HOME / SERVICE / What’s Love Got to Do With It?

If you’ve come across someone saying things like naps, memes, or ChickenJoy is their love language, it’s because a certain Baptist pastor wrote a book in 1992 and introduced the concept to the world. Gary Chapman’s relationship advice book, “The 5 Love Languages,” was originally intended for married Christian couples, but his breakdown of the different love languages has gained traction with a secular audience, singles, families, and even in the workplace, decades after the book was released.

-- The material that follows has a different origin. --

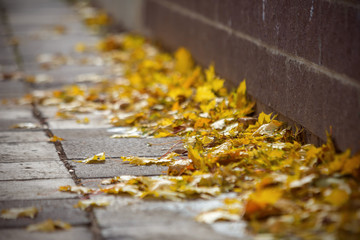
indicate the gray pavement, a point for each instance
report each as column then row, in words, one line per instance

A quick online test at 5lovelanguages.com will help identify which languages you prioritize and which don’t do much for you. You’ll begin to realize from the questions alone that the way you express and perceive love may actually be different from the way your partner does—and that the key to avoiding miscommunication and handling conflict is knowing what your love language is, but more importantly, understanding theirs.

Acts of Service

If this is your primary love language, this means you feel seen, appreciated, and loved when your partner does things that make your life easier, like cooking dinner or watching the kids so you can have a night out. If this is how your loved one feels loved, find ways to take on some of their responsibilities and you’ll be a rock star. Do the groceries, pick up her meds when she’s sick, or give him a haircut when he’s starting to look shaggy.

Quality Time

When was the last time you spent any real undistracted time together? Speakers of this love language crave undivided attention and seek full presence. Clear out your day to go catch “Sonic the Hedgehog” at the movie theater and grab some milk tea afterwards while you listen to her expound on whether Sega or Nintendo won the console wars of the ‘90s.

Words of Affirmation

More than just saying “I love you,” this love language is about articulating all the reasons why. Pay compliments when they dress up, give words of encouragement when they feel down, and voice out your support when they’re anxious or want to try something new.

Physical Touch

You’re the kind of person who loves hugs, kisses, cuddles, and holding hands. You probably enjoy getting spa treatments, or simply going for a walk around the neighborhood arm-in-arm. Your relationship can still work out even if your partner is touch-averse, as long as you both understand what each other needs and try to give a little.

Receiving Gifts

This language is not about materialism, but rather the thoughts and efforts behind the gift. When you bring home the right present from a trip, or have a knockout arrangement of her favorite flowers delivered to her office, it shows that you’ve been taking note of her likes and dislikes. Gifts are visual representations of your love.